Peng Jiajie, Bai Kun, Shang Xuequn, Wang Guohua, Xue Hansheng, Jin Shuilin, Cheng Liang, Wang Yadong, Chen Jin
School of Computer Science, Northwestern Polytechnical University, Xi'an, China.
School of Computer Science and Technology, Harbin Institute of Technology, Harbin, China.
BMC Genomics. 2017 Jan 25;18(Suppl 1):1043. doi: 10.1186/s12864-016-3263-4.

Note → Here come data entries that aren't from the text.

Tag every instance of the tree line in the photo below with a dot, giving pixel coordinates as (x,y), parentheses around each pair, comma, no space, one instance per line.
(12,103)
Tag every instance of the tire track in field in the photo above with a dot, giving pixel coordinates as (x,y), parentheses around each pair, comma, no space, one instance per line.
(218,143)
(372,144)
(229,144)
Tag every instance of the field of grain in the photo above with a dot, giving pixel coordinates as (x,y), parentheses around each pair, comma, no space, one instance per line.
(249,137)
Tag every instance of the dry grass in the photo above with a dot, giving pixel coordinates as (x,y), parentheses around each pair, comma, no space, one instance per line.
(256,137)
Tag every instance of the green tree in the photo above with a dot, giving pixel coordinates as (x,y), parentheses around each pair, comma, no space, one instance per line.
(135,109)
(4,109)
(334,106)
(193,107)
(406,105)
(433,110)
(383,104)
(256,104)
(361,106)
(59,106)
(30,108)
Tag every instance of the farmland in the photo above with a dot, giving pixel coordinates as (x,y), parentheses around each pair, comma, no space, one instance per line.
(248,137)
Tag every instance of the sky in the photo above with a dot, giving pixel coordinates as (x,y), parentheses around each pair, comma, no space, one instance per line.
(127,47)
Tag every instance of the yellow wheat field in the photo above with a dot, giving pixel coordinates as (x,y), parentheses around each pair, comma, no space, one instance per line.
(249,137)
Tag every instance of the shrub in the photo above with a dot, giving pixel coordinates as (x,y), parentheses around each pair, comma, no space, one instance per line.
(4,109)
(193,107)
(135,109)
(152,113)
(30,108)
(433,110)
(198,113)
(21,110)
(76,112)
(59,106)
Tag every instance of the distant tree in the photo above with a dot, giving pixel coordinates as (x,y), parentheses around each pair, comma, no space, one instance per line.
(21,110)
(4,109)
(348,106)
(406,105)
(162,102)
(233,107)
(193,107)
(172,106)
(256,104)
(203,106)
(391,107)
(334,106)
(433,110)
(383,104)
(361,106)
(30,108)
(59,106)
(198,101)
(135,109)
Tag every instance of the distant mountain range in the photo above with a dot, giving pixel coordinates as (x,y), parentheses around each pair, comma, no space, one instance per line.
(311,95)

Identifying the genes associated to human diseases is crucial for disease diagnosis and drug design. Computational approaches, esp. the network-based approaches, have been recently developed to identify disease-related genes effectively from the existing biomedical networks. Meanwhile, the advance in biotechnology enables researchers to produce multi-omics data, enriching our understanding on human diseases, and revealing the complex relationships between genes and diseases. However, none of the existing computational approaches is able to integrate the huge amount of omics data into a weighted integrated network and utilize it to enhance disease related gene discovery.
We propose a new network-based disease gene prediction method called SLN-SRW (Simplified Laplacian Normalization-Supervised Random Walk) to generate and model the edge weights of a new biomedical network that integrates biomedical data from heterogeneous sources, thus far enhancing the disease related gene discovery.
The experiment results show that SLN-SRW significantly improves the performance of disease gene prediction on both the real and the synthetic data sets.
识别与人类疾病相关的基因对于疾病诊断和药物设计至关重要。计算方法,尤其是基于网络的方法,最近已被开发出来,以便从现有的生物医学网络中有效地识别疾病相关基因。同时,生物技术的进步使研究人员能够产生多组学数据,增进我们对人类疾病的理解,并揭示基因与疾病之间的复杂关系。然而,现有的计算方法都无法将大量的组学数据整合到一个加权综合网络中,并利用它来加强疾病相关基因的发现。
我们提出了一种新的基于网络的疾病基因预测方法,称为SLN-SRW(简化拉普拉斯归一化-监督随机游走),以生成和建模一个整合来自异质来源生物医学数据的新生物医学网络的边权重,从而加强疾病相关基因的发现。
实验结果表明,SLN-SRW在真实数据集和合成数据集上都显著提高了疾病基因预测的性能。